Ольга, уже полностью одетая, подошла к нему.
– Вы что, правда все детдомовские? – спросил белорус, снизу вверх глядя на девушку. Ольга молча кивнула.
– Эка как! – крякнул дядька, за руку притянул девушку к себе, усадил на колени и долго качал, что-то негромко напевая по-белорусски. Ольга тихо и расслабленно плакала.
Глава 9
Настя Зоннершайн опиралась локтем на подголовник дивана и длинными пальцами держала собственный слабый подбородок, как купчихи с картин Кустодиева – чашку с горячим чаем.
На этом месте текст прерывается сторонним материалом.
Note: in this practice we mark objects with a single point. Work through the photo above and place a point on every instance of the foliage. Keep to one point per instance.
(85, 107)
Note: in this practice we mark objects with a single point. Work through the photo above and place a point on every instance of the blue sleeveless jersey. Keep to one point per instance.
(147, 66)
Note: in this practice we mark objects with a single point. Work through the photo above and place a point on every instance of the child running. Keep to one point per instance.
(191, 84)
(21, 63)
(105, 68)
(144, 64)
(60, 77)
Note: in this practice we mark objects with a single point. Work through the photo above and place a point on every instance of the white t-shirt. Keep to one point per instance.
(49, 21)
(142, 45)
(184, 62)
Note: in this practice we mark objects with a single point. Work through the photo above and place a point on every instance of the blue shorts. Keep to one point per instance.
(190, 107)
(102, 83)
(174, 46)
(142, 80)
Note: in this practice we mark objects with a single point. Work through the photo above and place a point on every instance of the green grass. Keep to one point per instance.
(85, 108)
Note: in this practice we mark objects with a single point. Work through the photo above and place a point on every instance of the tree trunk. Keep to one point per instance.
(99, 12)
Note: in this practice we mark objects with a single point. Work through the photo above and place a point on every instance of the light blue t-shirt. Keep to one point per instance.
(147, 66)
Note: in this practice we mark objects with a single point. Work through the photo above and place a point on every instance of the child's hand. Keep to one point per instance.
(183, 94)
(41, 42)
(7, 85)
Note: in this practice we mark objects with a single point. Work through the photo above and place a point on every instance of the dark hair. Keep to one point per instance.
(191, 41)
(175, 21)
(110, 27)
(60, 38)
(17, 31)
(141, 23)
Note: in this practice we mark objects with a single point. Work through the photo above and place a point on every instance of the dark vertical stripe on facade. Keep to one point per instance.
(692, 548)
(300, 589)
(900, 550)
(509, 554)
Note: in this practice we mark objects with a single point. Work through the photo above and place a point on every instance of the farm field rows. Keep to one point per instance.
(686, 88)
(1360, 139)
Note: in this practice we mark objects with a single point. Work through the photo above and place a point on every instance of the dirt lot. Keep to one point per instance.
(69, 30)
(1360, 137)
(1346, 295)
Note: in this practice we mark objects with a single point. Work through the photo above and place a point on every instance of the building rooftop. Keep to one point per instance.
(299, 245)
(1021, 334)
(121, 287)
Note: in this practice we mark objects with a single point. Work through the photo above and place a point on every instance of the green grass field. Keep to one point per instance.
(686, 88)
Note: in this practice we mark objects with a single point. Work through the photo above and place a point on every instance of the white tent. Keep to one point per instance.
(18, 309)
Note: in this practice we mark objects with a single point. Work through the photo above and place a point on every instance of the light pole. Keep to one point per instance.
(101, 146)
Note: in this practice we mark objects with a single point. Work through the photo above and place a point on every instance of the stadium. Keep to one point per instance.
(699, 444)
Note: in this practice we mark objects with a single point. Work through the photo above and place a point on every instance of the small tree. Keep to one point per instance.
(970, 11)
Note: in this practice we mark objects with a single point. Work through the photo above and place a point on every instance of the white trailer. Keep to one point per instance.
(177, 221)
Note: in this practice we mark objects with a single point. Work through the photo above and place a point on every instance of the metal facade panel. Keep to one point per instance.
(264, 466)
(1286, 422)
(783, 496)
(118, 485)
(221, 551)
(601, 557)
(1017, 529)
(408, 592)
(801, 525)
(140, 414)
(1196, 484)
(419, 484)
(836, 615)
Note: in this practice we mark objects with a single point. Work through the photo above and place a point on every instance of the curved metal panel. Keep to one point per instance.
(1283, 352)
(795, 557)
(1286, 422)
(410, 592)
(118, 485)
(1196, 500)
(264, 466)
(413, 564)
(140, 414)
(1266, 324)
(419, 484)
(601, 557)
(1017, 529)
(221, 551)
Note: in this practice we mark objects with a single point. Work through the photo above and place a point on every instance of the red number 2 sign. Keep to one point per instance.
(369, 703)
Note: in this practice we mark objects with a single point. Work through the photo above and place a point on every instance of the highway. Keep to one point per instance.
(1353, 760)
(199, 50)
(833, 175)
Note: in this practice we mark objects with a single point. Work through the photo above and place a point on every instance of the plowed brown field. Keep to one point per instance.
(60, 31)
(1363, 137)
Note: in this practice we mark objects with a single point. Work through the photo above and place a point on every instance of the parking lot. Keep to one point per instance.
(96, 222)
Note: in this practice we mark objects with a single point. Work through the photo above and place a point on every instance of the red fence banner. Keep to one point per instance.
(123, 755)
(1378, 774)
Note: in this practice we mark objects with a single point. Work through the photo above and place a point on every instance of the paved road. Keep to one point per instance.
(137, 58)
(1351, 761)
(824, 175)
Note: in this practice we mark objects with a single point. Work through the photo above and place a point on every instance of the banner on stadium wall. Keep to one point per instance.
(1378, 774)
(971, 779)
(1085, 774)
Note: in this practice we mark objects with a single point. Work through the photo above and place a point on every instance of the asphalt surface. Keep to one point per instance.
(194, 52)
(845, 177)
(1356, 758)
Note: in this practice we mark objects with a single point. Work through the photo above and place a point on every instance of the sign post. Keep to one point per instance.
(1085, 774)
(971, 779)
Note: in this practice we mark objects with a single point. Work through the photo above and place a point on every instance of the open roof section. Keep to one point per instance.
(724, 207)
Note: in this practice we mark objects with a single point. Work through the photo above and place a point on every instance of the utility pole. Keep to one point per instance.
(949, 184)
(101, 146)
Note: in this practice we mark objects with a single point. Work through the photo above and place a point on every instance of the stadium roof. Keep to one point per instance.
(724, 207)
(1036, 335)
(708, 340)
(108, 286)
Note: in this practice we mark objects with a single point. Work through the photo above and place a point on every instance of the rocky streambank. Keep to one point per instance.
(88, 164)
– Если бы я стала венчаться, никогда – в белом, – сказала она.
– Отчего же, Настя? – заинтересованно спросил Олег. – В белом, это – традиционно.
– Не хочу, – флегматично ответила девушка. – Цвет операционных комнат, скользкий цвет. Ничего нет или ничего не стало.
– Вы имеете в виду: в белом – непроявленность или развоплощенность? А как же, белый – символ чистоты? Цвет снега?
– Да плевала я на такую чистоту… Ой… Я хотела сказать, что где-то слышала: чукчи или кто там на севере живет, никогда не скажет – снег белый, у них там слов двадцать обозначают оттенки. Вы, Олег, разве видели когда белый снег?
– Пожалуй, нет. Но – что же вы, Настя, предпочитаете?
– Я бы выходила замуж в розовом. Такой, знаете, хороший, насыщенный цвет, когда у маленьких лопоухих мальчишек солнце сквозь уши просвечивает…
– Чудесно! Чудесно, Настя! – ласково засмеялся Олег. – Я сам в детстве был ужасно лопоухим. В младшей школе меня даже дразнили. Потом это как-то куда-то делось…
– Значит, у вашего сына будут такие же уши, – сказала Настя. – Он пойдет весной в школу по лужам. Коричневый ранец, желтое солнце в колючих слепящих иглах, и розовые уши.
Олег несколько раз сжал и снова разжал кулаки.
– Увы, Настя! У меня есть дочь Антонина, а Кай достался мне подростком, и сейчас он уже совсем взрослый… У меня не будет…
– Отчего
– Вы, Настя, всегда так живете, минуя всяческие препятствия, и сразу же переходя к сути? – спросил Олег, помолчав время, достаточное, по его мнению, для того, чтобы вызвать смущение девушки. Настя осталась спокойной и сосредоточенной.
– Конечно, я давно поняла, что иначе мне никак, – кивнула она. – Я же глупа, вы разве не заметили?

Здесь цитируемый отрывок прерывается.